"El Cristo de la Muerte". Obra de Andrés García Ibáñez. |
El pasado 4 de julio un
grupo de legionarios denunciaba una exposición del artista
almeriense Andrés García Ibáñez organizada por la Consejería de
Cultura, refiriéndose particularmente a uno de los lienzos
contenidos en esa muestra. Esos catorce militares del tercio de
Melilla dijeron expresar el sentir de todo el cuerpo al esgrimir que
tal pintura es “un insulto contra el Cristo Legionario, contra
la Legión y todos sus símbolos”.
En el epicentro del
conflicto se sitúa el lienzo titulado “El Cristo de la Muerte”,
en que se representa la figura de un crucificado jalonada por
legionarios y un sacerdote castrense portando armas y entonando
himnos, además de la consabida cabra. El cristo, a priori
irreconocible por estar velado el rostro -mutando su apariencia en la
de un cráneo, como encarnación de la muerte-, toma literalmente la
referencia de uno de los crucificados más soberbios de toda la
imaginería barroca: El Cristo de la Clemencia, también conocido
como de los Cálices por venerarse en la sacristía homónima
de la catedral de Sevilla, obra de Juan Martínez Montañés de 1604.

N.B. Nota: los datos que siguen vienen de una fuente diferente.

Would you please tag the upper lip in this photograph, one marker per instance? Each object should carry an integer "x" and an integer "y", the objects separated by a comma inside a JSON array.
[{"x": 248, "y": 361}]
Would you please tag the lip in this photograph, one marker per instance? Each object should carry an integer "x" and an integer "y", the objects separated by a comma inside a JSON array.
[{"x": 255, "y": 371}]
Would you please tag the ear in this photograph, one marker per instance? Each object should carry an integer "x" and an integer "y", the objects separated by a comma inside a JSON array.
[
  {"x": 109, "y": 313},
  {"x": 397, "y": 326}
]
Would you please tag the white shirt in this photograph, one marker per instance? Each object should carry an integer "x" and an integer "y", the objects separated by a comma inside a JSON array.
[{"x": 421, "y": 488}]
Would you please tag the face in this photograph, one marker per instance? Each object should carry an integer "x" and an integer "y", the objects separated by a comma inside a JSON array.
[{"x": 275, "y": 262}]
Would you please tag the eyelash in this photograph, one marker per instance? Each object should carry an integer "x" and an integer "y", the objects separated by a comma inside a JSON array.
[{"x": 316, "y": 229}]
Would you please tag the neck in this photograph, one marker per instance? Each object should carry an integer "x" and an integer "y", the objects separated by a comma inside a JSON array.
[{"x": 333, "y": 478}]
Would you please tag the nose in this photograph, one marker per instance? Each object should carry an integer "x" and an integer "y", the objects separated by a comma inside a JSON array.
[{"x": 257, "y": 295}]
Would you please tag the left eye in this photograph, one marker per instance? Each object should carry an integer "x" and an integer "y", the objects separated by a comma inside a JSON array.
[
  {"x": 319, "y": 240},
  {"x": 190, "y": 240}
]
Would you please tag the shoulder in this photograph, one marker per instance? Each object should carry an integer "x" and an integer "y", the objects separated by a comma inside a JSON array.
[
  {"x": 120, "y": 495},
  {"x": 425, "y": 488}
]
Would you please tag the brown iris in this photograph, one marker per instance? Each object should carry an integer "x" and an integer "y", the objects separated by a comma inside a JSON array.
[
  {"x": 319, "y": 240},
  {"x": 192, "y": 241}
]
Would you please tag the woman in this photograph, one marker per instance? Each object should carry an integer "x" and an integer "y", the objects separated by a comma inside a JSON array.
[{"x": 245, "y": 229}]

Reconocer la cita no es demasiada erudición para los cofrades, por
su carácter emblemático y la masiva divulgación de su efigie. Sólo
el particularísimo tratamiento de los pliegues textiles del perizoma
ya lo hace paradigmático, así como la evidencia de que el
crucificado montañesino ha sido fijado al patíbulo con cuatro
clavos y no con los tres que se utilizan en el Cristo de Palma. Que
los legionarios lo hayan confundido con su sagrado titular, el Cristo
de la Buena Muerte, es un desliz cuanto menos desafortunado.
El nombre de Andrés
García Ibáñez no debiera resultar un profano en materia de
cofradías. Tal es así que en 1993 realizó uno de los conjuntos
pictóricos de mayor envergadura en nuestra ciudad; nos referimos a
los frescos que enlucen las bóvedas de la Basílica de la Esperanza.

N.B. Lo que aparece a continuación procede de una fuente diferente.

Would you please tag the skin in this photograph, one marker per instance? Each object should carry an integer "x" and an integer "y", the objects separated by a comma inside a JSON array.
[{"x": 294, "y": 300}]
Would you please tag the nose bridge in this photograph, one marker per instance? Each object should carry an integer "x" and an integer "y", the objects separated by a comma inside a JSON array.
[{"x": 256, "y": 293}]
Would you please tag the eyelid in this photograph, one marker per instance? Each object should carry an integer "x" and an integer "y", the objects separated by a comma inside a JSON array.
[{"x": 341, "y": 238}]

El entonces muy joven pintor representó en esos frescos un santoral
de figuras monumentales que se inspiraba de manera muy directa en las
bóvedas de la Basílica del Pilar de Zaragoza, pintadas por
Francisco de Goya en torno a 1772. Cabe aquí apuntar que el joven
García Ibáñez dedicó buena parte de su formación a copiar de los
maestros españoles de la pintura, con singular atención al genio
que obrase las majas del Museo del Prado o La pradera de
San Isidro.
No es de extrañar que,
al igual que el genio de Fuendetodos, Ibáñez se inclinase hacia la
sátira. Es más, ha centrado su producción reciente en un lenguaje
crítico y mordaz muy en la línea de aquellos Caprichos o Los
Desastres de la Guerra, en los que el hoy considerado precursor
de las vanguardias del siglo XX se cebaba con todos los vicios de la
sociedad española, incluidos aquellos que tenían que ver con la
religión, la política o el ámbito militar.
Cabría preguntarse si el
lienzo de García Ibáñez, una sátira entre anticlerical y
antimilitarista -muy frecuente por otro lado en su obra-, puede
resultar ofensivo. El propio artista confiesa que su obra “resucita
heridas no cicatrizadas” y que es “subversiva de la España
rancia y tradicional”. Al fin y al cabo, el pintor refleja el
pensamiento de una parte importante de la sociedad, que se muestra
crítica hacia la imbricación tan profunda de lo militar y lo
religioso en la Semana Santa. El contexto democrático permite al
artista decir con imágenes aquello que otros denunciarían con
palabras. Que alguien ejerza una reflexión de esta índole, desde el
lenguaje simbólico que permite la creación artística, no es sino
el libre ejercicio de la libertad de expresión.